Chaos theory implies that there are things we can never know. The mathematics in which I had placed so much faith to give me complete knowledge has revealed the opposite. But it is not entirely hopeless. Many times the equations are not sensitive to small changes and hence give me access to predictions about the future. After all, this is how we landed a spaceship on a passing comet. Not only that: as Bob May’s work illustrates, the mathematics can even help me to know when I can’t know.

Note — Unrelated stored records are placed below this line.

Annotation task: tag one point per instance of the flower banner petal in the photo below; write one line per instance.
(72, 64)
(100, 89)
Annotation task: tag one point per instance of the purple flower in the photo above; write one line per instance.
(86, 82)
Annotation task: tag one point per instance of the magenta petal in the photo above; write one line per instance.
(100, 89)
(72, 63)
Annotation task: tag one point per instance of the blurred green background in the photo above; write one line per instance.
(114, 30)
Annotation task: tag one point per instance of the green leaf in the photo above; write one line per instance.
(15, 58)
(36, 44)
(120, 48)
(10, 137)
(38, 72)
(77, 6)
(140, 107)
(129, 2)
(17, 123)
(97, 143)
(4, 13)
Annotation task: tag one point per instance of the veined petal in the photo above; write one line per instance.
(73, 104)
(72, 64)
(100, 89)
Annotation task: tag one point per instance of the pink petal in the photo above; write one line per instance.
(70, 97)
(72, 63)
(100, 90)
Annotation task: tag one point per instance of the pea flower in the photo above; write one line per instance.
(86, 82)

But a discovery at the end of the twentieth century even questions Laplace’s basic tenet of the theoretical predictability of the future. In the early 1990s a PhD student by the name of Zhihong Xia proved that there is a way to configure five planets such that when you let them go, the combined gravitational pull causes one of the planets to fly off and reach an infinite speed in a finite amount of time. No planets collide, but still the equations have built into them this catastrophic outcome for the residents of the unlucky planet. The equations are unable to make any prediction of what happens beyond this point in time.
Xia’s discovery is a fundamental challenge to Laplace’s view that Newton’s equations imply that we can know the future if we have complete knowledge of the present, because there is no prediction even within Newton’s equations for what happens next for that unlucky planet once it hits infinite speed. The theory hits a singularity at this point, beyond which prediction makes no sense. As we shall see in later Edges, considerations of relativity will limit the physical realization of this singularity since the unlucky planet will eventually hit the cosmic speed limit of the speed of light, at which point Newton’s theory is revealed to be an approximation of reality. But it nevertheless reveals that equations aren’t enough to know the future.

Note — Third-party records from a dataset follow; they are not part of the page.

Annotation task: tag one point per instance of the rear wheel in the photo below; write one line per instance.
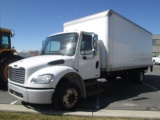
(4, 69)
(66, 97)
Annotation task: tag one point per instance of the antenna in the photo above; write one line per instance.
(75, 13)
(0, 11)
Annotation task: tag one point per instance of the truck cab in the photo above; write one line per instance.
(57, 76)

It is striking to listen to Laplace on his deathbed. As he sees his own singularity heading towards him with only a finite amount of time to go, he too admits: ‘What we know is little, and what we are ignorant of is immense.’ The twentieth century revealed that, even if we know a lot, our ignorance will remain immense.

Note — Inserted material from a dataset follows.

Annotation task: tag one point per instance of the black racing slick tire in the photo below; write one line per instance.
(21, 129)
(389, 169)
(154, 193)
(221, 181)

But it turns out that it is isn’t just the outward behaviour of planets and dice that is unknowable. Probing deep inside my casino dice reveals another challenge to Laplace’s belief in a clockwork deterministic universe. When scientists started to look inside the dice to understand what it is made of, they discovered that knowing the position and the movement of the particles that make up the dice may not even be theoretically possible. As I shall discover in the next two Edges, there might indeed be a game of dice at work that controls the behaviour of the very particles that make up my red Las Vegas cube.
3
Everyone takes the limits of his own vision for the limits of the world.
Arthur Schopenhauer
When I started at my comprehensive school, I remember my music teacher asking the class if there was anyone who wanted to learn a musical instrument. Three of us put up our hands. The teacher led us into the storeroom cupboard to see what instruments were available. The cupboard was bare except for three trumpets stacked up on top of each other.
‘It looks like you’re learning the trumpet.’
I don’t regret the choice (even if there wasn’t one). I had a great time playing in the local town band and larking around in the brass section of the county orchestra as we counted bars rest. But I used to look over with a little envy at the strings who seemed to be playing all the time, getting all the good tunes. A few years ago, during a radio interview, I was asked what new musical instrument I would choose to learn, given the opportunity, and which piece of music I would aspire to play.